Don't piss them off! If you've SNR margin or line attenuation issue, you'll have to go back to them only. 



kaz said:


> I bought a W8968 for my BSNL connection and didn't let the BSNL guys enter my house...Else they would have said something negative and my Father would trust them more than me...


 
I pity you.


----------



## seamon (Jun 8, 2014)

My town has the best BSNL operatives. They don't keep BSNL modems here, you have to get one on your own.
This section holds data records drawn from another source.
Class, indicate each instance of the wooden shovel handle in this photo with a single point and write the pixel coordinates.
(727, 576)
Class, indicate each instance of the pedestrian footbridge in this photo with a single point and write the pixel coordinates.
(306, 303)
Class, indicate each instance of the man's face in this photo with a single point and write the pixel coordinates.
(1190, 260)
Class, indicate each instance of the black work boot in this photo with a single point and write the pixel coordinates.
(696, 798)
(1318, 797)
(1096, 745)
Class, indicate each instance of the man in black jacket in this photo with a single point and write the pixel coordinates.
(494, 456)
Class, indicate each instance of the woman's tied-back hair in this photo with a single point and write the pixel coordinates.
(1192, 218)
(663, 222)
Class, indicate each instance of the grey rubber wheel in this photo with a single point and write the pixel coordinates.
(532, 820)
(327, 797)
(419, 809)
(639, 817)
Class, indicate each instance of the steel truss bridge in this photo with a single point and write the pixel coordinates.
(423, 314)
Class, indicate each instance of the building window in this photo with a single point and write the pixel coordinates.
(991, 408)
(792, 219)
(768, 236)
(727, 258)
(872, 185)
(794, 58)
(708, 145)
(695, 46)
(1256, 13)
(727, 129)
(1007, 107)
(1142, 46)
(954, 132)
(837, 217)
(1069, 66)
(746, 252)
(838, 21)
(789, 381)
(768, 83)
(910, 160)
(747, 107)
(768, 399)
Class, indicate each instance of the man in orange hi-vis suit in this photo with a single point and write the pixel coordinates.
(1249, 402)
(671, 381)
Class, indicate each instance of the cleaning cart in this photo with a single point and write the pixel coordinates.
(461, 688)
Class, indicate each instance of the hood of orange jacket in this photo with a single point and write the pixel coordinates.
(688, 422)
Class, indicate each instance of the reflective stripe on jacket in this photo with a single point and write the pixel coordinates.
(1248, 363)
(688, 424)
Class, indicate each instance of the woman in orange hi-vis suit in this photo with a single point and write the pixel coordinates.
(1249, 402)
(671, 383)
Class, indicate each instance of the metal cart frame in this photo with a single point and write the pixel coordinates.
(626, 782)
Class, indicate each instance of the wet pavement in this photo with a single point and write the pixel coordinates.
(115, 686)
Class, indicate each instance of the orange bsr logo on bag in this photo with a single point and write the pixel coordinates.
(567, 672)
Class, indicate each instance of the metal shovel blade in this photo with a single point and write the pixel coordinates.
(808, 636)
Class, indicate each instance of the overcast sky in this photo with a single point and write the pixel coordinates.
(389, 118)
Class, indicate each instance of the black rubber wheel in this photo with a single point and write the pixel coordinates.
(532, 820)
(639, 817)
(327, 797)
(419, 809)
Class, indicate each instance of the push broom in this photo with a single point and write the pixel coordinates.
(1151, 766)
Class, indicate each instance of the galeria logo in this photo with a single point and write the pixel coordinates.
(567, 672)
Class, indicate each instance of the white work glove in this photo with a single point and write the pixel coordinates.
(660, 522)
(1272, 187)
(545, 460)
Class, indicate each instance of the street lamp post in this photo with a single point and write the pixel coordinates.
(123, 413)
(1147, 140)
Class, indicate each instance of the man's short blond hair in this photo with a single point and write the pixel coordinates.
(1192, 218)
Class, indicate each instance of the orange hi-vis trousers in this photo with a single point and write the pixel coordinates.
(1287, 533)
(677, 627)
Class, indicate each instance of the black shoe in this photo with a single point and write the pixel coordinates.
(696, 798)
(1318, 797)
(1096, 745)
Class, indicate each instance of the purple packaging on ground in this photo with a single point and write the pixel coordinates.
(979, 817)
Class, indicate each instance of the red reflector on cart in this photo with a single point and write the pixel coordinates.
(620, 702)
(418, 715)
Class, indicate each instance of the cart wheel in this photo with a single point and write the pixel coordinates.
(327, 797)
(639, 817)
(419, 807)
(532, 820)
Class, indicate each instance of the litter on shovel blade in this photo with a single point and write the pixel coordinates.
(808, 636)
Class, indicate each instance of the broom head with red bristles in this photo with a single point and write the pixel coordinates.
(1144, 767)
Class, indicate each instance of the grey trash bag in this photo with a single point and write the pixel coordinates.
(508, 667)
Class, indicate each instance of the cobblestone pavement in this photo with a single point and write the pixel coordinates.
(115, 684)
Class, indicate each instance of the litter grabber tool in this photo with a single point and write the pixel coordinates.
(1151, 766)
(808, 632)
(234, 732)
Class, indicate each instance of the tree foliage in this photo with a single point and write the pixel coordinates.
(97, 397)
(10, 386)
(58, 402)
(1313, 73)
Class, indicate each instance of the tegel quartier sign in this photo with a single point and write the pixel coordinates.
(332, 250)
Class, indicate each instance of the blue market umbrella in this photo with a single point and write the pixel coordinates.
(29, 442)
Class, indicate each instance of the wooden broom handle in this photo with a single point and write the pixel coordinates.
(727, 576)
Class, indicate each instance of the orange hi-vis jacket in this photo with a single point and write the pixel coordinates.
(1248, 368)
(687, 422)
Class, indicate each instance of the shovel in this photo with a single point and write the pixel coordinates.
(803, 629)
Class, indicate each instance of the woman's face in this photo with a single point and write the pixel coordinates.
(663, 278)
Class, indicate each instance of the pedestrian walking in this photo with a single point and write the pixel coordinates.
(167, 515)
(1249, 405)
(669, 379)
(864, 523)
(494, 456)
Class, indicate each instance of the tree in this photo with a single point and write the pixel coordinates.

They are also quite fast in setting up a new connection.


----------



## Vignesh B (Jun 8, 2014)

^^ Where do you live?


----------



## seamon (Jun 8, 2014)

Vignesh B said:


> ^^ Where do you live?



Dehradun.


----------



## anirbandd (Jun 9, 2014)

ROHIT_SINGH said:


> all models of D AND T LINK r better
> BSNL has stopped purchasing its modems from huwaei and Teracom models and only old stock is coming in some areas
> u can purchase any model of D and T link and bsnl employee will install it easily and they r also trained for it.
> any problem u can contact here.
> ...



please clarify yourself. do you happen to represent BSNL in this forum??


----------



## whitestar_999 (Jun 9, 2014)

no.he meant that being a bsnl officer he gets special discount.


----------



## powerhoney (Jun 9, 2014)

seamon said:


> Dehradun.



I thought you were from Assam!!!


----------



## anirbandd (Jun 9, 2014)

whitestar_999 said:


> no.he meant that being a bsnl officer he gets special discount.


----------



## seamon (Jun 9, 2014)

powerhoney said:


> I thought you were from Assam!!!



I am but currently staying Dehradun.


----------



## powerhoney (Jun 9, 2014)

seamon said:


> I am but currently staying Dehradun.



Oh... Studying there???


----------



## powerhoney (Jun 9, 2014)

Damn... Anyone has any idea if that special discount can be had by us too by some under the table work???


----------



## rijinpk1 (Jun 9, 2014)

powerhoney said:


> Damn... Anyone has any idea if that special discount can be had by us too by some under the table work???



get a job in bsnl


----------



## powerhoney (Jun 9, 2014)

rijinpk1 said:


> get a job in bsnl



Anyone else who has an easier idea???


----------



## rijinpk1 (Jun 9, 2014)

powerhoney said:


> Anyone else who has an easier idea???



hire bsnl 
jokes apart; just think if every one utilizes such plans! then bsnl will go bankrupt soon..i dont think anybody can gather such plans unless you are a bsnl employ or a most close friend.


----------